International student Ning Li is studying for a Masters in International Journalism at the Cardiff School of Journalism, Media and Culture Studies. He describes his first impressions of Cardiff and his involvement with the Chinese Students and Scholars Association.
I visited the Cardiff School of Journalism, Media and Culture Studies on a rainy day last summer. At the time, I was holding a few MA offers from other journalism schools. However after spending a couple of days in the city I was committed to Cardiff for what I anticipated would be an awesome year.
I am in my sixth month of study now and absolutely loving it. You hear journalists and scholars around the globe saying Cardiff is the best place to study journalism in the UK and even Europe and when you get here you realise why.
A journalist from Times Higher Education called me last October to gather student opinions about their institutions. At the end of the phone call I realised I'd just spent 20 minutes praising my new university. I told him that I only felt one week's homesickness in Cardiff, because the University's noble academic atmosphere and friendly student life quickly got me started.
I study hard on weekdays and really enjoy my weekends. I always tell myself that this is the last year for me to live like a student, as I don't plan to do a PhD. I sometimes go to the student newspaper meeting and write for Gair Rhydd. Also being a big admirer of Japanese culture, I am thankful that the Japanese Society here is being run in a professional and exciting manner. However, outside my studies, the best thing has been my experience with the Chinese Students and Scholars Association.

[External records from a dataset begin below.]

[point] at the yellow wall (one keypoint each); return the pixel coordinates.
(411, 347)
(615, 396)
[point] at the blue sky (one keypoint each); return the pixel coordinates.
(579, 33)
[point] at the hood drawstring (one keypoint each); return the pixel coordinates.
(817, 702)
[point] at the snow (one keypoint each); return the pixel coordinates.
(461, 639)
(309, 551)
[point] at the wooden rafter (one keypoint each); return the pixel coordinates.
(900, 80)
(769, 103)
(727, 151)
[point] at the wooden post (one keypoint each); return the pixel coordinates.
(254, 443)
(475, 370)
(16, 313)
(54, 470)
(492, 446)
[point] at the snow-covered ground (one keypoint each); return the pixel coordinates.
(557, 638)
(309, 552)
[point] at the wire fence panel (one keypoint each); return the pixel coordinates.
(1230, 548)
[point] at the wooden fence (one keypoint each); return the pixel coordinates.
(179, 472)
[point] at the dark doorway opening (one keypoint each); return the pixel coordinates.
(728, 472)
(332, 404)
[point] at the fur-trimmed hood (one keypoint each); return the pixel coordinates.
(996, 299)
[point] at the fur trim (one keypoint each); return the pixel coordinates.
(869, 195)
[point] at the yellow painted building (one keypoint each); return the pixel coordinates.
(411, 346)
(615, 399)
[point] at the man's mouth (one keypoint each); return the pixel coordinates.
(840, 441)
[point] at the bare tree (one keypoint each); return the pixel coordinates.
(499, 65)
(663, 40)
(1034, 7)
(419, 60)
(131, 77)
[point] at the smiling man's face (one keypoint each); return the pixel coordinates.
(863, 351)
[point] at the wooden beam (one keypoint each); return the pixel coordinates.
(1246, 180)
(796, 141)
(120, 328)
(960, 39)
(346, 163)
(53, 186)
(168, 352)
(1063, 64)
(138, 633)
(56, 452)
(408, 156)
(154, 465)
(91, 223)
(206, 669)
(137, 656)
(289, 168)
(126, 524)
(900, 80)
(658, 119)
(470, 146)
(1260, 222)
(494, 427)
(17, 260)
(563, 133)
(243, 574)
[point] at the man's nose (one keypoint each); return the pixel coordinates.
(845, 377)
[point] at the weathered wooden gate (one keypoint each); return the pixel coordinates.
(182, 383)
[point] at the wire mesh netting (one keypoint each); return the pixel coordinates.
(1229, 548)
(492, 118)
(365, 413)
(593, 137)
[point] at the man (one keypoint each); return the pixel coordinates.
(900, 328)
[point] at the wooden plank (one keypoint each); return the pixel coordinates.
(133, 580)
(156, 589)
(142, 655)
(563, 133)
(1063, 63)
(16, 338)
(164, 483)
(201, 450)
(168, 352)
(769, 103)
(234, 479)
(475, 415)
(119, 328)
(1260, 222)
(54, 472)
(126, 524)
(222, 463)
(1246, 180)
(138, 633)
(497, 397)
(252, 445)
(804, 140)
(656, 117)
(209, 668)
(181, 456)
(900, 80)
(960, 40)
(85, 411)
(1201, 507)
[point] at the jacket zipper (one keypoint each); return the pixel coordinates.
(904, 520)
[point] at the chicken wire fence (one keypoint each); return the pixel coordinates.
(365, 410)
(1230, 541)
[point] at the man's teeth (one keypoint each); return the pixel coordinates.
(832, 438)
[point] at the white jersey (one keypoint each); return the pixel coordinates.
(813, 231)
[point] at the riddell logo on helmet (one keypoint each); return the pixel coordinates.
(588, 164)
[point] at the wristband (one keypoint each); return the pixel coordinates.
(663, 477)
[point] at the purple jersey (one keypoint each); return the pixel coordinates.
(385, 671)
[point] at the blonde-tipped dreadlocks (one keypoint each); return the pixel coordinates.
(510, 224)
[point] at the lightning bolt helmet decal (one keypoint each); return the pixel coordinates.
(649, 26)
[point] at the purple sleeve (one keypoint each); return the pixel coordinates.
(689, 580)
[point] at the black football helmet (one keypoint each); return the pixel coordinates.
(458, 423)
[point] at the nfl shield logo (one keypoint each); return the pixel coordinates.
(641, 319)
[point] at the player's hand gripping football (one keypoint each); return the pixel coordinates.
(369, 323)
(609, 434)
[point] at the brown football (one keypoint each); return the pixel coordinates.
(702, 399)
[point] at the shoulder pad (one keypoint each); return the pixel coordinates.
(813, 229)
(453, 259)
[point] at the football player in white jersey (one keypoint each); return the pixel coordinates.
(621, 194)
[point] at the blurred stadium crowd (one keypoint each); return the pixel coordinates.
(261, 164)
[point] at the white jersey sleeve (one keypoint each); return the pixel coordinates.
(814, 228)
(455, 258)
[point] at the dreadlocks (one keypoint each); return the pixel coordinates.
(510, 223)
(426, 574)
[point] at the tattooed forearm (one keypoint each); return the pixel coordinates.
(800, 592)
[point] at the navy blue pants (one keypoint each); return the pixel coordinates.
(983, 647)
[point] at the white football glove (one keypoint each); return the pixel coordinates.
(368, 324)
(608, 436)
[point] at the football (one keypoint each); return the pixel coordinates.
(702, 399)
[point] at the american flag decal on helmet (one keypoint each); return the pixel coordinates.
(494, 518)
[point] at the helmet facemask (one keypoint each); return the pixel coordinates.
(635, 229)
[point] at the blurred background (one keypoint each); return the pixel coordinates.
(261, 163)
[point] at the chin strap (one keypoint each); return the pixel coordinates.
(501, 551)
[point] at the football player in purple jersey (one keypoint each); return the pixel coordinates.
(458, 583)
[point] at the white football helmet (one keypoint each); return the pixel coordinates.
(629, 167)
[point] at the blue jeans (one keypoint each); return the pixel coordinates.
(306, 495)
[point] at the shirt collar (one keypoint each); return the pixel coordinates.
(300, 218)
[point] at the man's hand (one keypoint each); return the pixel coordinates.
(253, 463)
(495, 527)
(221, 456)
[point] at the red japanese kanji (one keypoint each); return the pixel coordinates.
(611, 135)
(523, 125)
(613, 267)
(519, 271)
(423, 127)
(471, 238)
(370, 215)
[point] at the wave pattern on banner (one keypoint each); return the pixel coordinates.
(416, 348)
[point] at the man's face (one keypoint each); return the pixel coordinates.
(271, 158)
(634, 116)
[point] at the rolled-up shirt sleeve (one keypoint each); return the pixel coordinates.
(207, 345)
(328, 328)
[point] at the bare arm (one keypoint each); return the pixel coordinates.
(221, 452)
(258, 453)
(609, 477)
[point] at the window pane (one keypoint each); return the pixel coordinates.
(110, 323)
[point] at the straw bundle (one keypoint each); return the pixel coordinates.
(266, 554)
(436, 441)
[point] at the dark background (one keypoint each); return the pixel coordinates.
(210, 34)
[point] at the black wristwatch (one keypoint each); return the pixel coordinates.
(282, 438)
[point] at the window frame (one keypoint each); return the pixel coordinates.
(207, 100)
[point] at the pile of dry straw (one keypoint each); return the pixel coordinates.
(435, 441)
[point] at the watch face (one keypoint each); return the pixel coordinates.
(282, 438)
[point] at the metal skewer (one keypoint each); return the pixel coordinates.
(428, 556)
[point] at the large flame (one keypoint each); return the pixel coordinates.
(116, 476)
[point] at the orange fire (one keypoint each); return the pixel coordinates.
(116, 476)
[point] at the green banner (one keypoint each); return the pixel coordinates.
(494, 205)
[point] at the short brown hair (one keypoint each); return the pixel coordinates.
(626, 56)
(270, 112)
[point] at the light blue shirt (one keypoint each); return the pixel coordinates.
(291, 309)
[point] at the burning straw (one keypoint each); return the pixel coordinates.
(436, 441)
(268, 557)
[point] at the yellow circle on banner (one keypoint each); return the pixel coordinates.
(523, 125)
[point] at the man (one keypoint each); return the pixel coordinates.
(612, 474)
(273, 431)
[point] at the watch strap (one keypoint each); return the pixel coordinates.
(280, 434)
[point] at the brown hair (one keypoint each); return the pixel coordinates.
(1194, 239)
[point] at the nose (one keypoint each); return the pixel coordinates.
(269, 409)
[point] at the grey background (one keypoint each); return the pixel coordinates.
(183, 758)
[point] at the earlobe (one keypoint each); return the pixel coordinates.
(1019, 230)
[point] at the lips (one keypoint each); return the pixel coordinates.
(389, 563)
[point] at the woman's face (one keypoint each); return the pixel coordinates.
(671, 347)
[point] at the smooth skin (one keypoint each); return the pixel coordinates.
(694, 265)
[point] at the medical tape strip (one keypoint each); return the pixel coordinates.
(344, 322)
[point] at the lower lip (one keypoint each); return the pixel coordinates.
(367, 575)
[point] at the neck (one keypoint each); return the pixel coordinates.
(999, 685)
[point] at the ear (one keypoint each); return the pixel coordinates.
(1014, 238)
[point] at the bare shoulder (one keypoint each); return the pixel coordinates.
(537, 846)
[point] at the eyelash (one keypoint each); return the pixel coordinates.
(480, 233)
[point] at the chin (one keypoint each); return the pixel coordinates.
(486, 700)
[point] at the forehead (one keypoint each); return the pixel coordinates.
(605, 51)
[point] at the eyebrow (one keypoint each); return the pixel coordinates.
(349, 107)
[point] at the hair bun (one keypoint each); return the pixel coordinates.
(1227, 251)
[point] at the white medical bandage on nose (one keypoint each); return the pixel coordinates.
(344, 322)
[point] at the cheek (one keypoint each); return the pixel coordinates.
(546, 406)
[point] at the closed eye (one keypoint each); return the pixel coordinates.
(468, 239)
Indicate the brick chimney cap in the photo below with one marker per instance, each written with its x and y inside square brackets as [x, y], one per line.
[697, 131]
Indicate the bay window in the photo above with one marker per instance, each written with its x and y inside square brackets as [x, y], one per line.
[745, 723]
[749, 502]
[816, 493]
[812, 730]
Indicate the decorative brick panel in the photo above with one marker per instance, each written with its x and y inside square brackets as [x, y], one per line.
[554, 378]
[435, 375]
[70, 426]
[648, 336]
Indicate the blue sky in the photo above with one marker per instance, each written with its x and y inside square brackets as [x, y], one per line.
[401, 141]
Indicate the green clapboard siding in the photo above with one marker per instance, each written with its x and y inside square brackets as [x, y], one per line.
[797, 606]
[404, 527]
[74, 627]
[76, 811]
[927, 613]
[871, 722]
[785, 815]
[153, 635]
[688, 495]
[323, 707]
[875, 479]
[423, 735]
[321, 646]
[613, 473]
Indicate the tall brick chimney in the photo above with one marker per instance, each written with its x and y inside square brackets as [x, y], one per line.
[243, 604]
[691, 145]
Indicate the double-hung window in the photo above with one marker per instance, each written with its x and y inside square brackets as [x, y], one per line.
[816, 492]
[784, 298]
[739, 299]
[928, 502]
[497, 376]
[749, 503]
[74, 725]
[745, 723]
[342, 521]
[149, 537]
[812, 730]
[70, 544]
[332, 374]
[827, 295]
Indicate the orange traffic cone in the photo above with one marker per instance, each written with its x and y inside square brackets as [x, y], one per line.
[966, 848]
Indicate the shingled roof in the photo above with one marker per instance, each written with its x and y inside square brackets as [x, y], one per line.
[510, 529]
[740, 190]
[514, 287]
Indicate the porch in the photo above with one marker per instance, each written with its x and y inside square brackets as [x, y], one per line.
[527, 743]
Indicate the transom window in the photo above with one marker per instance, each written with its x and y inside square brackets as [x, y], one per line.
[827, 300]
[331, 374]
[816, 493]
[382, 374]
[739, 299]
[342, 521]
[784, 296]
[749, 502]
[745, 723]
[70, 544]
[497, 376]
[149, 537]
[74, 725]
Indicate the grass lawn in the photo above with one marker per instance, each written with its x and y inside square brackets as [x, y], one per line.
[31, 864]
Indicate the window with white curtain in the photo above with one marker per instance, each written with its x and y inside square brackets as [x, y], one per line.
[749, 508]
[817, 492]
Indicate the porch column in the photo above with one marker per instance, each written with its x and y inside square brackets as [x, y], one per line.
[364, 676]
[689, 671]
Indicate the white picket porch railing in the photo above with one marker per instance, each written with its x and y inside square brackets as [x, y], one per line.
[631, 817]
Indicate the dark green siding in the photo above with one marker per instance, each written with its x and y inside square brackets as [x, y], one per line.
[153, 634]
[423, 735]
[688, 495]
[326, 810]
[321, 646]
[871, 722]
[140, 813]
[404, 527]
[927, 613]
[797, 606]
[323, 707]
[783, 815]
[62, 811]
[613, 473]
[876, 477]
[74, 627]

I was previously involved in Chinese students societies at my old universities in Scotland and the US, so I was keen to see what I could do for students at Cardiff. After meeting the Chinese Students and Scholars Association's President Mr Gu Minhao, I became a member of the committee.
Our first social event attracted more than 300 students to a tiny room in the Students' Union. It was so successful that the Chinese Embassy took notice and sent a donation to support our future events. We recently held a gala celebration of the 2008 Chinese New Year. The event started at 20.08 pm as a sign of the year 2008 and the official day when the Beijing Olympic Games begin in summer this year (8 August).
Not only did we host a 21-performance gala, but the show also featured a generous donation to support people in China who had been suffering tragic snowstorms.
Six months down, and I felt like I have been here forever. There are still six months towards the end of my MA course. Hopefully, more meaningful experiences will come around to fulfil my student-farewell-year.